National Media Still Can’t Figure Out What Palin’s ‘One Nation’ Tour Is About
Sarah Palin is fired up and ready to go, but no one really seems to know where. Politico reports today that Palin has spent Memorial Day making visits to various historical sites but has kept most of the media out of the loop with the purpose of the tour, other than publicly stating that her vehicle wasn’t “a campaign bus” as news broke of her adding Iowa to her itinerary.
According to Politico‘s Andy Barr, Palin has “been unresponsive to reporter’s requests” or directed them to her website for updates, though nothing particularly interesting has yet to be found there. And then there is the little they have gotten out of Palin (well, other than her love of motorcycle exhaust):
Though Fox News captured Palin saying, as she got off the bus at one stop, that she thought a Republican could beat President Barack Obama in next year’s election, she has done little to encourage belief that the trip is a precursor to a 2012 run of her own.
“This isn’t a campaign bus,” Palin said, according to reports. “This is a bus to be able to express to America how much we appreciate our foundation and to invite more people to be interested in all that is good about America and to remind ourselves we don’t need to fundamentally transform America, we need to restore what’s good about America.”

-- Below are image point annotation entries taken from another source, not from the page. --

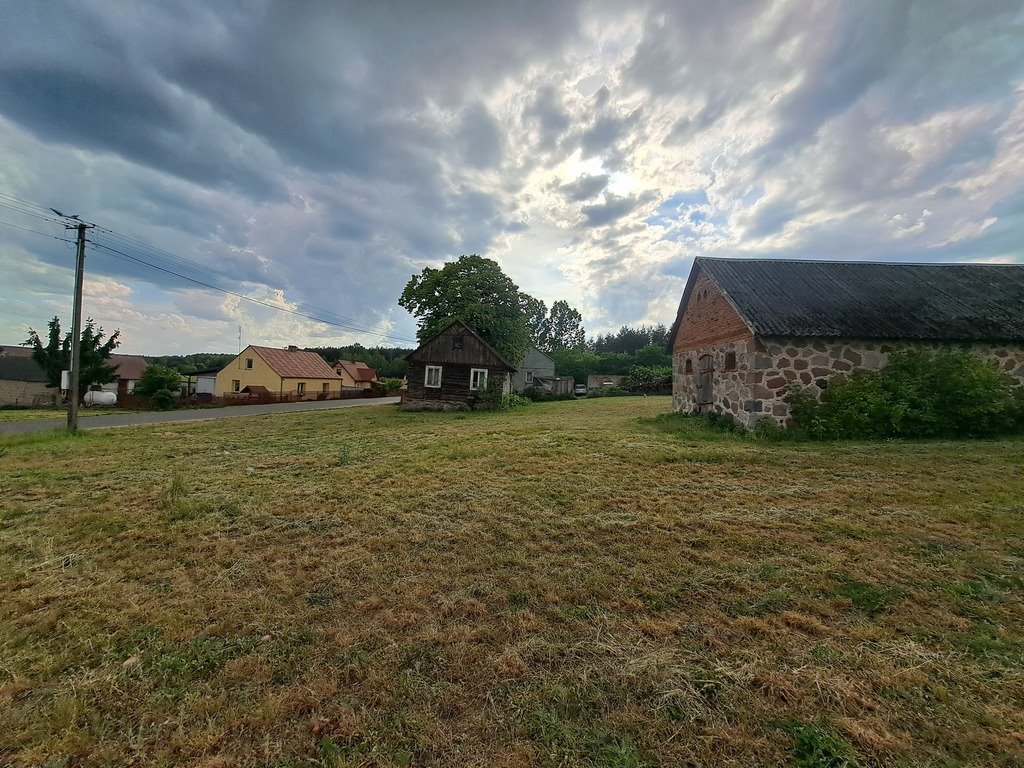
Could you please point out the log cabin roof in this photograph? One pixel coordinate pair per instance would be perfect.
(480, 352)
(869, 300)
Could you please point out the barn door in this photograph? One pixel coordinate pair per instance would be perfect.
(706, 381)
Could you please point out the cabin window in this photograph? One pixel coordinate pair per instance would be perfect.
(478, 378)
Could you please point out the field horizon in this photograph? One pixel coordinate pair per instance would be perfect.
(592, 583)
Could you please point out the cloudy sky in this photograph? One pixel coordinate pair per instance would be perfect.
(312, 156)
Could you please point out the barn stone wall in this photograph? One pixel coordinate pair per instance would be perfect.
(766, 368)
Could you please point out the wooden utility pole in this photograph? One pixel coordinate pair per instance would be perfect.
(76, 330)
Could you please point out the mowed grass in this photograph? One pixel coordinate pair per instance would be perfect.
(573, 584)
(39, 414)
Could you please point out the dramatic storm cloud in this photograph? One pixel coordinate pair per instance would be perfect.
(312, 156)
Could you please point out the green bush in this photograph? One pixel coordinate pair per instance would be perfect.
(156, 378)
(648, 379)
(920, 393)
(163, 399)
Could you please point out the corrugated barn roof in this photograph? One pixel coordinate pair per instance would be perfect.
(954, 302)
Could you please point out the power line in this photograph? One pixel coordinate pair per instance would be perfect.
(235, 286)
(244, 297)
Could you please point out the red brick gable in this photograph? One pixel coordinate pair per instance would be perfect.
(709, 318)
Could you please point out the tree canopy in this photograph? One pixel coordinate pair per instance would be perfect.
(475, 291)
(54, 355)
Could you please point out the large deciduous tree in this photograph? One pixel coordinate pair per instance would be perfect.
(563, 329)
(54, 355)
(475, 291)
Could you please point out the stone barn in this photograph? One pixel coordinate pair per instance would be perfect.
(749, 329)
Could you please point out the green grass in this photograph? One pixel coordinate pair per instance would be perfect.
(39, 414)
(570, 584)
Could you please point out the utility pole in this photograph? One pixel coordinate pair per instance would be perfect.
(76, 331)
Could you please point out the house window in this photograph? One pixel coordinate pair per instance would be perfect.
(478, 378)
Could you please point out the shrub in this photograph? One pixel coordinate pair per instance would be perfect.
(162, 399)
(156, 378)
(920, 393)
(648, 379)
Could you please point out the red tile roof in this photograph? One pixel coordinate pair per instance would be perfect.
(129, 366)
(295, 364)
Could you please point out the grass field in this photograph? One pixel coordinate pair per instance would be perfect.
(574, 584)
(37, 414)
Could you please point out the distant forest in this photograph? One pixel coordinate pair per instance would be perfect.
(604, 353)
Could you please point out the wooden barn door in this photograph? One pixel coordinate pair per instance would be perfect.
(706, 382)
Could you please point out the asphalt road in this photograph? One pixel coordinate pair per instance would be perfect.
(166, 417)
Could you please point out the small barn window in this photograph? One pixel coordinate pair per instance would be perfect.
(478, 378)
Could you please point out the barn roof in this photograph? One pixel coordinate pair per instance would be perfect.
(295, 364)
(870, 300)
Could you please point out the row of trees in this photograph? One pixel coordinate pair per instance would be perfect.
(477, 292)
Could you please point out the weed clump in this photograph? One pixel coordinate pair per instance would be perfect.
(920, 393)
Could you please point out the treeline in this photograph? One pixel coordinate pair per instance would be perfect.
(189, 364)
(629, 340)
(389, 361)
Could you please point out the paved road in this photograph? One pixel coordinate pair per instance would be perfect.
(164, 417)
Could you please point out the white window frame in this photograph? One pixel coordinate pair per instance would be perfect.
(474, 383)
(426, 377)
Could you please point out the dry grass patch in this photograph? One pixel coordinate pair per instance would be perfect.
(574, 584)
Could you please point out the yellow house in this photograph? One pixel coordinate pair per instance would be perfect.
(280, 372)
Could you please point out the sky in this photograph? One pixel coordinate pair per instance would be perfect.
(313, 156)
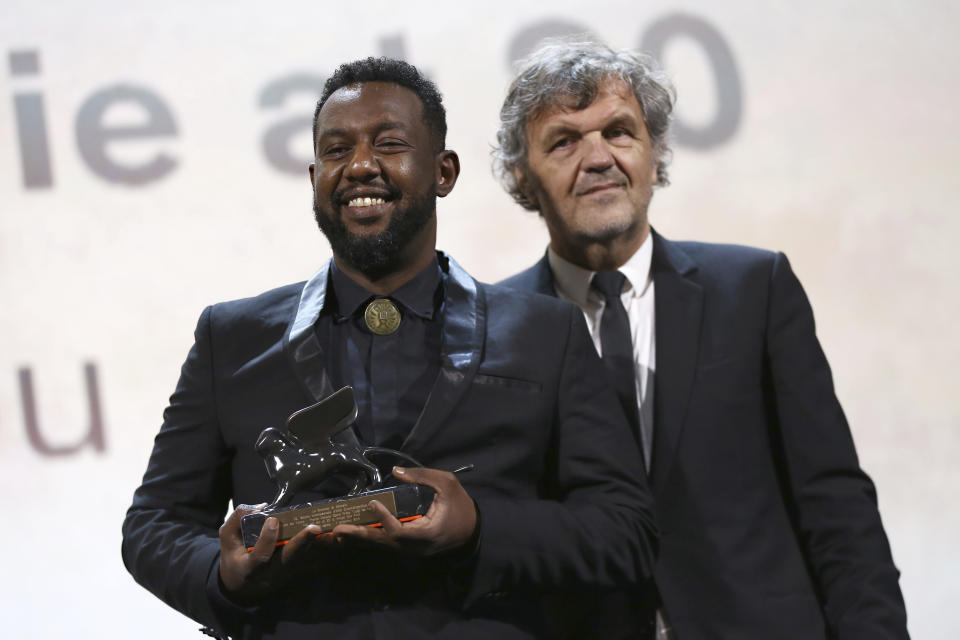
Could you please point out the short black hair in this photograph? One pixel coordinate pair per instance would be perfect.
(397, 72)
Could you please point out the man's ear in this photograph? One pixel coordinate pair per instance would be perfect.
(523, 185)
(448, 170)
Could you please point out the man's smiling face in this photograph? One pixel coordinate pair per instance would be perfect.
(375, 175)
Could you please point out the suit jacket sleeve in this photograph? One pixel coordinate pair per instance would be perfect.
(594, 527)
(170, 534)
(835, 505)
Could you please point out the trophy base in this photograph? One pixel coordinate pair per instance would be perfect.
(405, 502)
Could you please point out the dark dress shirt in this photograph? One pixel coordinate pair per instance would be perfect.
(391, 375)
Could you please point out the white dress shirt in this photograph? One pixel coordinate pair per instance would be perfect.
(572, 283)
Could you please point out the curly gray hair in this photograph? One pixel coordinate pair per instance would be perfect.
(572, 70)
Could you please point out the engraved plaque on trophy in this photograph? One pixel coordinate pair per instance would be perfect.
(306, 455)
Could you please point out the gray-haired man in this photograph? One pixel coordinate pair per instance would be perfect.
(769, 527)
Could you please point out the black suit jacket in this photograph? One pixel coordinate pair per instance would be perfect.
(769, 528)
(555, 476)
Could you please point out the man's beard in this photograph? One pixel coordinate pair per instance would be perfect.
(376, 255)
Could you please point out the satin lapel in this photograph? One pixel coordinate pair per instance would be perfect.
(679, 310)
(544, 277)
(300, 342)
(464, 328)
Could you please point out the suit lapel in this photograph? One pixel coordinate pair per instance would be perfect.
(464, 328)
(678, 312)
(300, 342)
(543, 274)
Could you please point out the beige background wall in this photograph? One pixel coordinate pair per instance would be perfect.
(836, 143)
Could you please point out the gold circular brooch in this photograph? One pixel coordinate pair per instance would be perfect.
(382, 316)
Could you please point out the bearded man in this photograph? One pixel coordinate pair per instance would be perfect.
(467, 377)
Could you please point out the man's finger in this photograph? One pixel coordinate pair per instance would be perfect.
(264, 548)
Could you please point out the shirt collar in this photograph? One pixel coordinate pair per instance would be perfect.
(417, 295)
(573, 281)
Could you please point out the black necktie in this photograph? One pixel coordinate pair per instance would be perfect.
(617, 344)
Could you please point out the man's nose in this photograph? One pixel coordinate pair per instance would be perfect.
(363, 164)
(597, 156)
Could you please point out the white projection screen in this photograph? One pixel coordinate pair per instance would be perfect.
(153, 161)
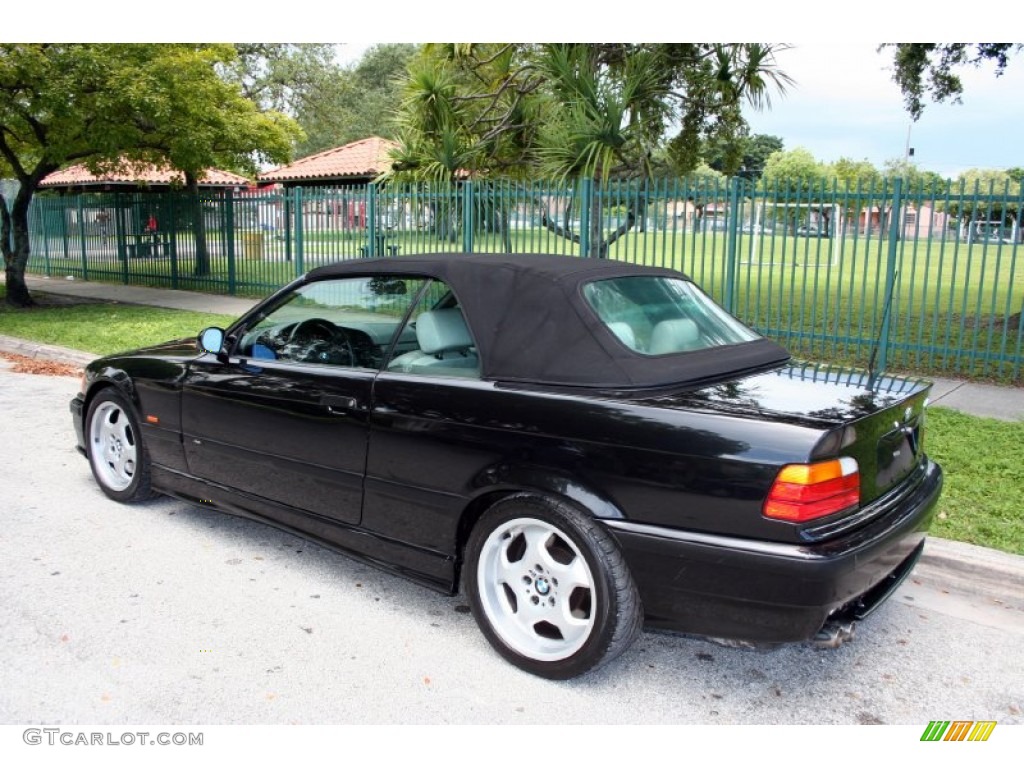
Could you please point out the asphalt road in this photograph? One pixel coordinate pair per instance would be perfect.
(166, 612)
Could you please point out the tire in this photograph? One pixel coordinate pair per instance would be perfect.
(550, 588)
(117, 454)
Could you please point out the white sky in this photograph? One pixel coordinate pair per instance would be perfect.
(843, 104)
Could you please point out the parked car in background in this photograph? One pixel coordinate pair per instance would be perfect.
(584, 446)
(810, 230)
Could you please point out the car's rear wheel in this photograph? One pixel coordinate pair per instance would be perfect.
(117, 455)
(550, 588)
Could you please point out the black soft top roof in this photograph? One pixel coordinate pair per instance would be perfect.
(531, 325)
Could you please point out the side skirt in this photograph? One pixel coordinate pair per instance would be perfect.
(430, 568)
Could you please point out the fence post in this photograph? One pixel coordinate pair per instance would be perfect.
(467, 216)
(122, 229)
(299, 232)
(894, 226)
(229, 237)
(286, 197)
(731, 245)
(586, 201)
(175, 219)
(372, 220)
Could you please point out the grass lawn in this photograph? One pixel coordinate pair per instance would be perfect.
(101, 327)
(984, 478)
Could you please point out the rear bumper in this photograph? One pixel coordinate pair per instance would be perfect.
(768, 592)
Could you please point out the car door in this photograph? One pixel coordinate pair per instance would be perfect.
(285, 416)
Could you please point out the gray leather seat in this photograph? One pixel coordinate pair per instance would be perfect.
(678, 335)
(445, 346)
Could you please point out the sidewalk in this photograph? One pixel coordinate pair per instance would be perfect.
(978, 399)
(960, 567)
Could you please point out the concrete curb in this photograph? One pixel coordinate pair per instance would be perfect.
(972, 570)
(34, 349)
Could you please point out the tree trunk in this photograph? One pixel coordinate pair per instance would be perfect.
(199, 225)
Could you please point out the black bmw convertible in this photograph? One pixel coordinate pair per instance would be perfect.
(584, 446)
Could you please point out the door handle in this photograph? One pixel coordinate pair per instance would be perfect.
(338, 404)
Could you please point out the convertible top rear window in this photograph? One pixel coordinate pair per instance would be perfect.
(655, 315)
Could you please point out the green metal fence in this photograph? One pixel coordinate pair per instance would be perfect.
(907, 279)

That’s about all that she’s saying at most of her stops– some unannounced, others somewhat predictable– she is, after all, going on a tour of American history. While the addition of Iowa to the itinerary and her assertions that a Republican can wrest the presidency from President Obama indicate a desire to go out and rally voters for her cause, it becomes difficult to take her vague claims of not wanting to run seriously. On the other hand, there is nothing concrete on which to speculate that she is not merely trying to generate excitement among conservative voters for the Republican Party itself. In other words, like every other story this weekend, there is not enough concrete information to draw a conclusion, and it’s making for some shrugs and raised eyebrows all over the media– though that, of course, appears to be the intention.
Politico highlighted the confusion of, among others, Karl Rove, who called the tour a “rather unconventional style” of campaigning, and noted that CNN had reported on Palin fans going to the wrong historical sites trying to guess where she would pop up. Barr also spoke to Greta Van Susteren, who is following the One Nation Tour, but she said Palin’s people “don’t want the media following them, and that includes us.” Meanwhile, on Twitter, former and future TV host Keith Olbermann tried once again to catch Palin on a syntactical failure, correcting her use of “foundation” to “founding.” It is perfectly fair to assume that by “foundation,” Palin meant the foundation of moral and political principles on which conventionally American thought is based, and not necessarily the actual establishment of a nation.
And so the plot thickens, until Palin makes an obvious move towards or against beginning a campaign in sooth– a familiar pattern in this race, as the media has followed Donald Trump, Mike Huckabee, Mitch Daniels, and Jon Huntsman similarly.